PakistanMohammed Zia ul-Haq came to power in 1977 and established martial law. Following his death in August 1988 and the elections three months later, Benazir Bhutto of the Pakistan People’s Party, daughter of Zia’s executed political rival Zulkifar Ali Bhutto, became the first female prime minister of a Muslim nation. She lost power within twenty months, to be succeeded by Mian Nawaz Sharif. Bhutto and Nawaz Sharif alternated three times as Prime Minister between 1990 and 1997, although President Farooq Ahmad Khan Leghari attended the 1995 summit.
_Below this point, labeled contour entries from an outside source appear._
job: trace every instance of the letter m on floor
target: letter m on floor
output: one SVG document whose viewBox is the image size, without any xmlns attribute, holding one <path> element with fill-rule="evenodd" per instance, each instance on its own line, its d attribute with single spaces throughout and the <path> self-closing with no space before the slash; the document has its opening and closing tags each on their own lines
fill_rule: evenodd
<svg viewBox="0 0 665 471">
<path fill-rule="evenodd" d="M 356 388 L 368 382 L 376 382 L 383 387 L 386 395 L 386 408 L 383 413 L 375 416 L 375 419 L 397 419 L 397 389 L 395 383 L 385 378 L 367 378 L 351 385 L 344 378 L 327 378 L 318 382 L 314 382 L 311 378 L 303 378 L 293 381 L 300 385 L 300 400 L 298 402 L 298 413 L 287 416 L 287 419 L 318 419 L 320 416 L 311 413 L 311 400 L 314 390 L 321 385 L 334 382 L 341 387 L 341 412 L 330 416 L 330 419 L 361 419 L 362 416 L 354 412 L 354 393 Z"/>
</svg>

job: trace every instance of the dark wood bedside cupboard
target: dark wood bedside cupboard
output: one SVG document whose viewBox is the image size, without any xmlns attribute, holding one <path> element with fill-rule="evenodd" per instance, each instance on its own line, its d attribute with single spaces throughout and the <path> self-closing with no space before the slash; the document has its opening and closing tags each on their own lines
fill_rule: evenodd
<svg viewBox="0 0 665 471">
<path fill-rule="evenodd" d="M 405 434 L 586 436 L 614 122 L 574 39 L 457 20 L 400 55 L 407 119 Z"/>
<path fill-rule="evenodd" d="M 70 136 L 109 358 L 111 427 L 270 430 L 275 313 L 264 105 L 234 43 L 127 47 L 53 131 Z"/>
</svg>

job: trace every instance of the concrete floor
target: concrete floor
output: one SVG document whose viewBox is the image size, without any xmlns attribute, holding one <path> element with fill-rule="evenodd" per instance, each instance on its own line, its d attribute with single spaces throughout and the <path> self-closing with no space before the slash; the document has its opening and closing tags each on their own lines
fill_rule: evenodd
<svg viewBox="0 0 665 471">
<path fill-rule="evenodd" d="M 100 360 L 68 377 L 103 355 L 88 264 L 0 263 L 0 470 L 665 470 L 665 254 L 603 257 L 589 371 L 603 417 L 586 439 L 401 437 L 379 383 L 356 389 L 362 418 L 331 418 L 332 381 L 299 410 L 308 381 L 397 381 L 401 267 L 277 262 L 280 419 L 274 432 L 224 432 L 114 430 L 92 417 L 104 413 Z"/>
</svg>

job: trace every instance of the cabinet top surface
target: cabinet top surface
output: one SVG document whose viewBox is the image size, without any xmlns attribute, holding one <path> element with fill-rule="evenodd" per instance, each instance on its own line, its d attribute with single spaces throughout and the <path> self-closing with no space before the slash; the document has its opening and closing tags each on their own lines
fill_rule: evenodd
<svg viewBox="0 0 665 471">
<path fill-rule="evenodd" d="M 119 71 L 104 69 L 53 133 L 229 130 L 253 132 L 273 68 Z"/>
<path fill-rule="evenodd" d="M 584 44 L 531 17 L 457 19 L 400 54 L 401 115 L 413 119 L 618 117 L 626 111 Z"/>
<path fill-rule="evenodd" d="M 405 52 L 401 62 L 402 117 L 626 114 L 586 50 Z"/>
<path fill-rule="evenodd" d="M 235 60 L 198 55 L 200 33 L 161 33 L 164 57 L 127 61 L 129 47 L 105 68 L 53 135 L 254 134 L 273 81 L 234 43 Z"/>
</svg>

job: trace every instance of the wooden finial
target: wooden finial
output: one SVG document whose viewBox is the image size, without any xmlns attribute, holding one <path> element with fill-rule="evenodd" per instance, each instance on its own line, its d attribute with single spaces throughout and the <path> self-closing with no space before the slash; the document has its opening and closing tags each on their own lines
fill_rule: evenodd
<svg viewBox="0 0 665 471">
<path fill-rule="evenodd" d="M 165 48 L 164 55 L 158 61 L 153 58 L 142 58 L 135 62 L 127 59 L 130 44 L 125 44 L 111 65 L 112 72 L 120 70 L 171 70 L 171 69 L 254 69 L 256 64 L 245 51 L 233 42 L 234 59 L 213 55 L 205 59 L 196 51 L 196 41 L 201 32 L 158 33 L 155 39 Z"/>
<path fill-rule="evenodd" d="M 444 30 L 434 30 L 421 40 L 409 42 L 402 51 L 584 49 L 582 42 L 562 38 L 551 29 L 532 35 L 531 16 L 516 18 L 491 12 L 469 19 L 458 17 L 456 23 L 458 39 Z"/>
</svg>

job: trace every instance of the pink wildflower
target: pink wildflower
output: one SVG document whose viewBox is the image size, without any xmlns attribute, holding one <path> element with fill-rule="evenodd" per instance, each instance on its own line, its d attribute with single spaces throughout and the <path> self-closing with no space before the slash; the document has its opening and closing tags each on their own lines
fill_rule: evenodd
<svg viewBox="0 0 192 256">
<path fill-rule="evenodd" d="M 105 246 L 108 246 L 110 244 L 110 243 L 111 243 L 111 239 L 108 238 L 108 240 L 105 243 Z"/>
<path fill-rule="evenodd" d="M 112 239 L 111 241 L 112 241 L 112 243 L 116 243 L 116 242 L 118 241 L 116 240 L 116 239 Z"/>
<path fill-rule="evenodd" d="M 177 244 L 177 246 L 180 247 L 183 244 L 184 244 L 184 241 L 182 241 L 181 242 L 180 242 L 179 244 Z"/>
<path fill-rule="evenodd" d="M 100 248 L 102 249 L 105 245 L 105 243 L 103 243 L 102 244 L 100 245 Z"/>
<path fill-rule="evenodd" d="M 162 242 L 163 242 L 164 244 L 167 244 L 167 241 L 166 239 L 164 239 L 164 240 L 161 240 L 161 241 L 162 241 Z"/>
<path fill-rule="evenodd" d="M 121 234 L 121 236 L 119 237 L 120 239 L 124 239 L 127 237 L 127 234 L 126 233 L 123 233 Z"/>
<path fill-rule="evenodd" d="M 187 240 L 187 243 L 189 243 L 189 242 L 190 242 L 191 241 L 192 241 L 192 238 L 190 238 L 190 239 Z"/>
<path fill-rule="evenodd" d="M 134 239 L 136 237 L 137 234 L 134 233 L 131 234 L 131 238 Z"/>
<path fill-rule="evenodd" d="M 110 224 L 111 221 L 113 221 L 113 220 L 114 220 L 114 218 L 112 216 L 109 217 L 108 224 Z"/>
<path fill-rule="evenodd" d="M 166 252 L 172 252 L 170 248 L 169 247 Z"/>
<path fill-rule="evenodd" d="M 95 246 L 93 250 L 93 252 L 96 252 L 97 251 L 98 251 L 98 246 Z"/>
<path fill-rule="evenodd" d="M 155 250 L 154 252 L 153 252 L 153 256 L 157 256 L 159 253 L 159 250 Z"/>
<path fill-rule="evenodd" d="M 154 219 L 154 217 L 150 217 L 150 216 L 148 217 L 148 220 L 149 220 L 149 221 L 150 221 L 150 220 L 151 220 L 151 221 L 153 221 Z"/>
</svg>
Sharif’s government was overthrown in a coup in October 1999 by Gen. Pervez Musharraf. This coup as well as Gen Musharraf’s involvement in the Kargil developments of June 1999 led India to scuttle the November 1999 scheduled meeting of the Eleventh Summit in Kathmandu.
After briefly serving as prime minister, Junius R Jayewardene became president in 1978 and stayed in office until 1988, when he retired of his own volition. Ranasinghe Pramadasa was elected President in 1989 but was assassinated in Colombo on 1 May 1993. DB Wijetunga, who was then prime minister, succeeded the slain leader. He was followed by Chandrika Kumaratunga, who became president of Sri Lanka in November 1994 after becoming prime minister three months earlier. President Kumaratunga surrendered her prime ministerial office to Ranil Wickremesinghe following her defeat in the December 2001 elections, though she is expected to attend the Eleventh Summit.